Numerical investigation of the temperature characteristics beneath the ceiling driven by a strong plume in a longitudinal ventilated tunnel

Previous studies have mainly focused on the situation that the tunnel's continuous flame region was lower than the ceiling height. For tunnels with longitudinal ventilation, the temperature characteristics of strong fire plumes are still unclear. In this paper, the maximum temperature rise beneath the ceiling for strong fire plume conditions in a small-scale tunnel is studied using fire dynamics simulator.
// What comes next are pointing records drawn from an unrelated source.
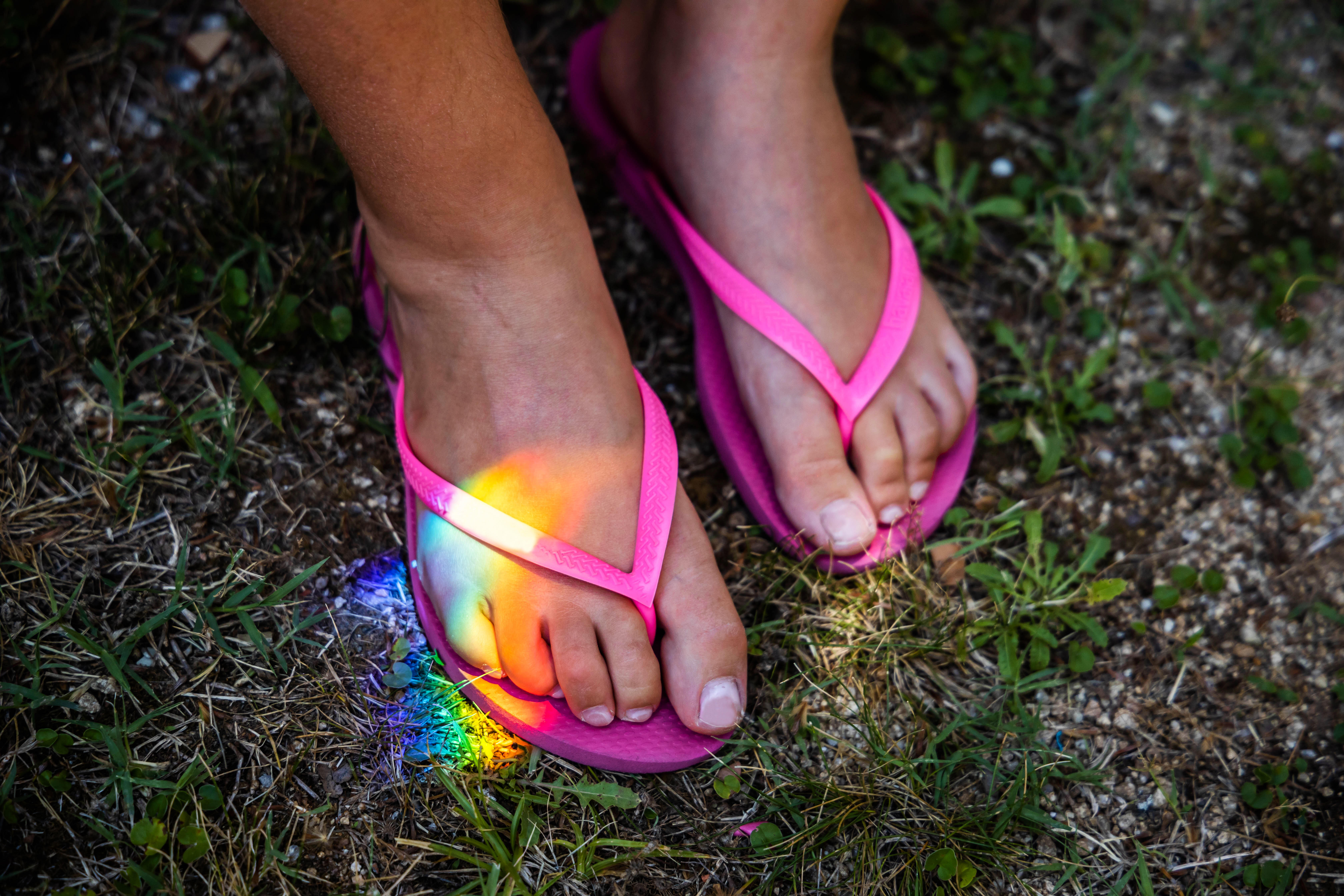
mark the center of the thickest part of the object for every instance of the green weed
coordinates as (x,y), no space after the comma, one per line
(1264,437)
(1048,410)
(988,68)
(1272,875)
(945,221)
(1288,273)
(1267,790)
(1034,605)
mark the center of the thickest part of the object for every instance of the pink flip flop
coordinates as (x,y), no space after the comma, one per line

Results show that when the effective height (the distance from the burner surface to the ceiling of the tunnel) is 0.65 m, the maximum temperature rise beneath the ceiling in this work shows a good correlation with Li's model and Kurioka's model. However, as the effective height decreases to 0.55 and 0.50 m, the maximum temperature rise would be significantly lower than the previous model. Therefore, a dimensionless coefficient is introduced to modify the maximum temperature rise model for a strong fire plume, which involves the effective height coefficient, heat release rate, and longitudinal ventilation. A calculation model for the maximum temperature rise beneath the tunnel ceiling in the condition of strong fire plumes is established. The temperature attenuation data along the tunnel are given by statistics. The relationship between the dimensionless temperature rise and the dimensionless position parameter is established, and a unified model under various heat release rates is obtained.